Thanks for taking the time to reply.
Think about it. The common female fat storage pattern follows a gynoid distribution (i.e. the "pear shape") whereas the common male fat storage pattern follows the android (i.e. the "apple shape"). Based on this one would expect most females to have a smaller WHR than males of similar body composition.
Underwater dunking depends on measuring actual lung volume, which is somewhat involved. Dunking used to be popular at gyms. They would have somebody bring a rig in a trailer, and offer a body composition measurement to members. But they didn't measure lung volume; they looked it up in a table, with average values based on the person's sex and height. People with larger real lung volumes than the table shows for their height will get results showing they are fatter than they are; people with smaller lung volumes appear to be leaner than they are.
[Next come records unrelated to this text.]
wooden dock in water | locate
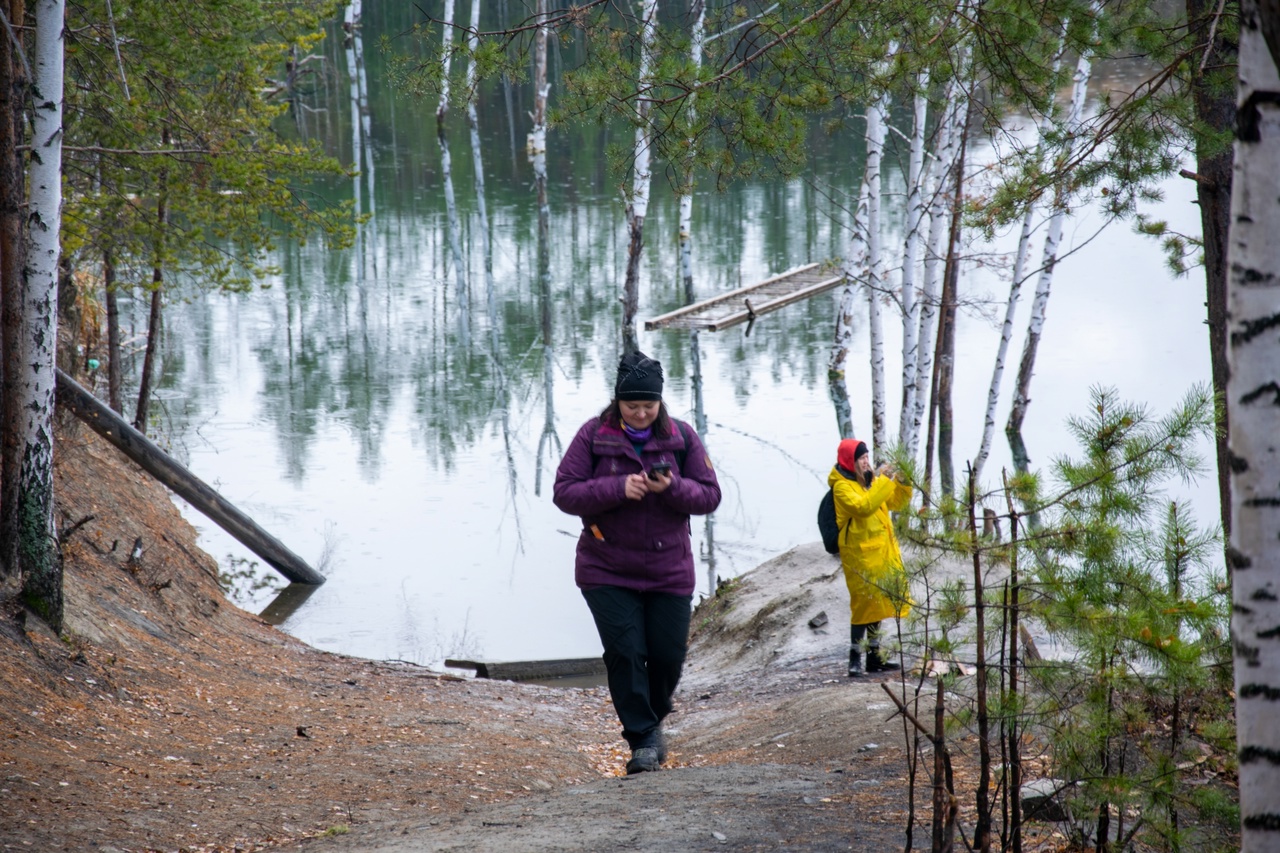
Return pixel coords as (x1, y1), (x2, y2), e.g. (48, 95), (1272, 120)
(644, 264), (845, 332)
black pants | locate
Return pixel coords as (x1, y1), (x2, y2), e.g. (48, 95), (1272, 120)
(582, 587), (692, 749)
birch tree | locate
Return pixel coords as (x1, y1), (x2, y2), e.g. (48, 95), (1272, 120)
(435, 0), (471, 342)
(904, 78), (965, 457)
(1005, 3), (1101, 470)
(467, 0), (498, 334)
(973, 33), (1062, 483)
(1226, 0), (1280, 853)
(676, 0), (707, 306)
(5, 0), (65, 631)
(897, 68), (929, 443)
(622, 0), (658, 352)
(854, 83), (896, 455)
(0, 0), (29, 601)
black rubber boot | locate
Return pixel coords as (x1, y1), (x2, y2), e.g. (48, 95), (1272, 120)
(867, 646), (902, 672)
(849, 648), (863, 679)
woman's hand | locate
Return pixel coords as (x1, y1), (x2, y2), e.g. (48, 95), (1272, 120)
(626, 474), (655, 501)
(648, 471), (671, 494)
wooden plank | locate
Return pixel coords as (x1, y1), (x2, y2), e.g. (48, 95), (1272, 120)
(644, 263), (818, 326)
(444, 657), (604, 681)
(56, 370), (324, 585)
(707, 274), (845, 332)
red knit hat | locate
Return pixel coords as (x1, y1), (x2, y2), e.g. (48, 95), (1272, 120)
(836, 438), (869, 471)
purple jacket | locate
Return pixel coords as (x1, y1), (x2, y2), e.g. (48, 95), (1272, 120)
(552, 418), (721, 596)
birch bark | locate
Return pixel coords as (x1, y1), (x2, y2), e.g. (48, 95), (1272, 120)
(0, 0), (27, 584)
(897, 69), (929, 444)
(1005, 3), (1100, 470)
(622, 0), (658, 352)
(18, 0), (65, 630)
(864, 87), (895, 459)
(467, 0), (498, 352)
(677, 0), (707, 302)
(1226, 0), (1280, 853)
(435, 0), (471, 342)
(904, 79), (966, 457)
(973, 39), (1066, 485)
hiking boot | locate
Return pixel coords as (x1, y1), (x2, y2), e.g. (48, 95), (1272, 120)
(849, 648), (870, 679)
(867, 646), (902, 672)
(627, 747), (662, 776)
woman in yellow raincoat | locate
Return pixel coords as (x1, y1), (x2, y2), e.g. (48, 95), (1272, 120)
(827, 438), (911, 678)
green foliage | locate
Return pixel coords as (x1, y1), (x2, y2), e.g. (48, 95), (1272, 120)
(63, 0), (353, 289)
(1024, 388), (1229, 841)
(218, 553), (280, 605)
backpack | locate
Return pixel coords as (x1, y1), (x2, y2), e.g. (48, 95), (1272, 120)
(818, 471), (852, 553)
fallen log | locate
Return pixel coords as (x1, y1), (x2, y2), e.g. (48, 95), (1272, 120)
(58, 370), (324, 585)
(444, 657), (604, 681)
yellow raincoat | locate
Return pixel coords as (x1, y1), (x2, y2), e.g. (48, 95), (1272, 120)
(827, 467), (911, 625)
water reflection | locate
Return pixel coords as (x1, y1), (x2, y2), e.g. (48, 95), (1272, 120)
(164, 3), (1213, 663)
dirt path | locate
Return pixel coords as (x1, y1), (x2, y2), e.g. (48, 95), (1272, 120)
(0, 432), (942, 852)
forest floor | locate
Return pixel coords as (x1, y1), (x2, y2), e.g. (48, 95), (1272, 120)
(0, 417), (1218, 853)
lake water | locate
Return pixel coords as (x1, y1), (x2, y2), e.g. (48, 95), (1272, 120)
(132, 3), (1217, 666)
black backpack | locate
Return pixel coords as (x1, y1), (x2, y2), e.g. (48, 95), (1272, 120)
(818, 470), (854, 553)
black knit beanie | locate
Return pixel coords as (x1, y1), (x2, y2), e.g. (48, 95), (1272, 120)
(613, 352), (662, 400)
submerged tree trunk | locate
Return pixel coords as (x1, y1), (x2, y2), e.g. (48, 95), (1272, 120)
(1226, 0), (1280, 853)
(435, 0), (471, 343)
(1187, 0), (1238, 540)
(17, 0), (65, 631)
(622, 0), (658, 352)
(133, 128), (169, 435)
(906, 79), (964, 470)
(102, 250), (124, 415)
(863, 83), (895, 460)
(934, 120), (969, 494)
(467, 0), (498, 348)
(676, 0), (707, 302)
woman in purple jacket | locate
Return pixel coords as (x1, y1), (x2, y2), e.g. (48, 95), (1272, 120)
(554, 352), (721, 775)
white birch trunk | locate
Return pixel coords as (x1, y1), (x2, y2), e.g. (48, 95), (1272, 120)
(973, 38), (1066, 483)
(864, 87), (893, 450)
(435, 0), (471, 342)
(435, 0), (453, 122)
(1226, 0), (1280, 853)
(467, 0), (498, 352)
(897, 69), (929, 446)
(900, 81), (968, 459)
(351, 0), (378, 258)
(677, 0), (707, 302)
(342, 3), (365, 268)
(17, 0), (65, 629)
(622, 0), (658, 351)
(1005, 11), (1098, 445)
(525, 0), (550, 185)
(827, 106), (883, 441)
(630, 0), (658, 223)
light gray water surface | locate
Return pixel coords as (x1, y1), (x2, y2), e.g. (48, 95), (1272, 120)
(132, 3), (1216, 666)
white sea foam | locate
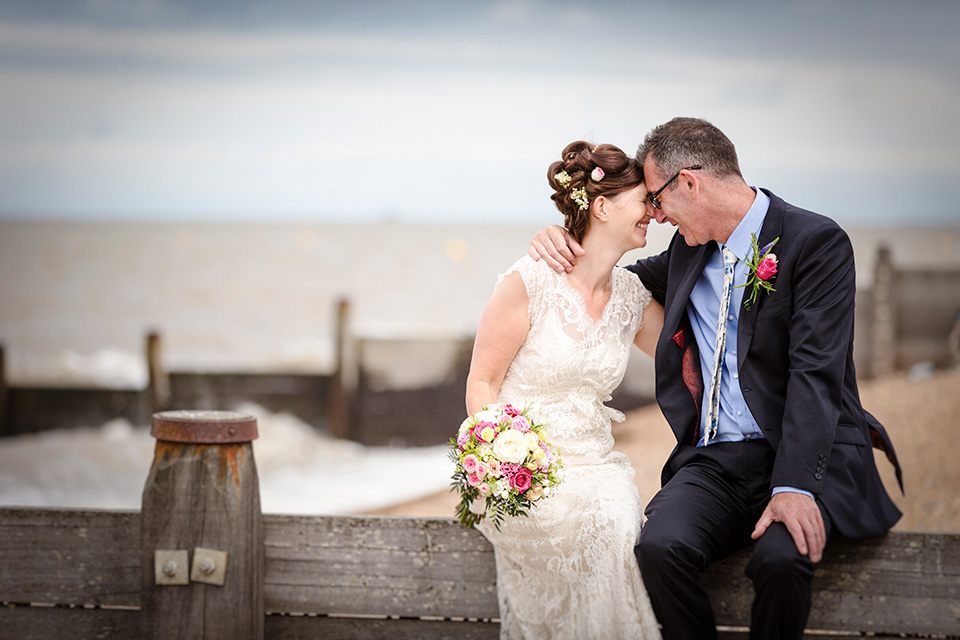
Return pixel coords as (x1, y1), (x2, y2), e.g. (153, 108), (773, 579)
(0, 405), (452, 514)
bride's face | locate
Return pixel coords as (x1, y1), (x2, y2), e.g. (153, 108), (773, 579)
(604, 183), (651, 250)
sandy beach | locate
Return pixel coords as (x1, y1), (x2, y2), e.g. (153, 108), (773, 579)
(366, 369), (960, 532)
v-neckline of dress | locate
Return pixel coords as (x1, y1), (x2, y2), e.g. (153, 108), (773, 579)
(557, 267), (618, 329)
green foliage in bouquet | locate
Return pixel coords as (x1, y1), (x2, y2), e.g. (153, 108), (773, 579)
(450, 404), (563, 531)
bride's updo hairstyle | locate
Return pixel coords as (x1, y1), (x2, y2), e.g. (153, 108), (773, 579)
(547, 140), (643, 242)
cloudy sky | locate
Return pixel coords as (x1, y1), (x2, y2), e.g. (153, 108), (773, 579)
(0, 0), (960, 225)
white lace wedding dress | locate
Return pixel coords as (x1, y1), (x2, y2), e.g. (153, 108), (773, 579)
(477, 258), (660, 640)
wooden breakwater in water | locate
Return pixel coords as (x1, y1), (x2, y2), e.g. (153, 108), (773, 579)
(0, 412), (960, 640)
(0, 247), (960, 445)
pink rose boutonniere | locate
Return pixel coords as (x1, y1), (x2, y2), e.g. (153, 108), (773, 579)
(737, 233), (780, 311)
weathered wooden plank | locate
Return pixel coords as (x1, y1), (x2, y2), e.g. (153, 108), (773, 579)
(265, 516), (960, 633)
(0, 607), (142, 640)
(264, 616), (500, 640)
(264, 515), (499, 618)
(703, 533), (960, 634)
(0, 508), (960, 636)
(6, 387), (150, 435)
(0, 508), (140, 606)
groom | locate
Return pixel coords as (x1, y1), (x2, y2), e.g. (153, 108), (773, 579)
(531, 118), (902, 640)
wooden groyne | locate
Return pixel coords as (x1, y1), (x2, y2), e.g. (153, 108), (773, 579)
(0, 414), (960, 640)
(0, 247), (960, 445)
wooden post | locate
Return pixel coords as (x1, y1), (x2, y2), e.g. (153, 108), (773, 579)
(140, 411), (265, 640)
(328, 298), (356, 438)
(0, 344), (10, 436)
(147, 331), (170, 413)
(870, 245), (897, 378)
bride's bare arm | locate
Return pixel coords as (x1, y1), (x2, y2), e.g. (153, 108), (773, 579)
(528, 224), (587, 273)
(467, 272), (530, 414)
(633, 300), (663, 358)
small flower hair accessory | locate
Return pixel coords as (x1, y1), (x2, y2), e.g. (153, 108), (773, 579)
(570, 187), (590, 211)
(737, 233), (780, 311)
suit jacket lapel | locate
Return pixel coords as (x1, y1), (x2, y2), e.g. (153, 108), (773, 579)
(737, 190), (785, 369)
(661, 240), (717, 339)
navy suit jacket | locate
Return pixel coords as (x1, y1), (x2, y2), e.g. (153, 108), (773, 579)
(627, 189), (903, 537)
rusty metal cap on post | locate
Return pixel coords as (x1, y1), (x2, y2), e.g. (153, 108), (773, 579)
(150, 411), (259, 444)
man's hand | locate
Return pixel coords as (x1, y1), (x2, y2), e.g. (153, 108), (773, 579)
(750, 491), (827, 562)
(529, 225), (587, 273)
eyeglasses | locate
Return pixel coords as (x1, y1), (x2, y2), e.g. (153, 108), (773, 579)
(647, 164), (702, 209)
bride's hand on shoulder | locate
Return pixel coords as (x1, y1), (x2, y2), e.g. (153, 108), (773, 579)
(633, 300), (663, 358)
(529, 224), (587, 273)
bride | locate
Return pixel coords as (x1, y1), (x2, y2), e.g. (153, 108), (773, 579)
(466, 142), (663, 640)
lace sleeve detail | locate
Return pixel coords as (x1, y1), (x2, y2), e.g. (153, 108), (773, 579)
(497, 256), (553, 323)
(617, 269), (653, 335)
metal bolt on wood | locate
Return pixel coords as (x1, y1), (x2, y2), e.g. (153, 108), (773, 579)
(141, 411), (265, 640)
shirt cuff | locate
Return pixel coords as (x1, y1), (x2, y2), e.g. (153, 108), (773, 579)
(770, 487), (816, 500)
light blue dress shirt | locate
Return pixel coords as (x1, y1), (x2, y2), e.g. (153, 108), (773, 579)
(687, 189), (813, 498)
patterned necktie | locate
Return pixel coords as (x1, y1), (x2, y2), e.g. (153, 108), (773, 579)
(703, 247), (737, 444)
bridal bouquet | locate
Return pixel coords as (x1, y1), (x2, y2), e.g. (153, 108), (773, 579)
(450, 404), (563, 531)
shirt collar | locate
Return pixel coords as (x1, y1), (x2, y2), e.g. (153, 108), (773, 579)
(721, 187), (770, 261)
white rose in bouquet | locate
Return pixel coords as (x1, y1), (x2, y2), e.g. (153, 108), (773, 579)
(493, 429), (527, 463)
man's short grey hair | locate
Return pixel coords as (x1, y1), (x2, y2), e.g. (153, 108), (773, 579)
(637, 118), (743, 189)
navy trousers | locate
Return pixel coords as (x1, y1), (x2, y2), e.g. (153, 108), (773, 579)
(635, 439), (833, 640)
I realized this when my gym offered a dunking measurement to us years ago. The gym's trainer had an MS in exercise physiology, and routinely used skin caliper measurements to track members' progress. I was visibly quite lean, and the calipers said I was about 8% body fat. The dunking apparatus said I was above 30%. I thought back to my undergraduate physiology class when I was 18. In the lab we used xenon diffusion to measure each others' lung volumes. Mine was almost twice that predicted for my height. The instructor couldn't believe it, so everybody in the lab measured my lung volume over and over again, with the same results. So don't go get dunked and let them take your lung volume from a table.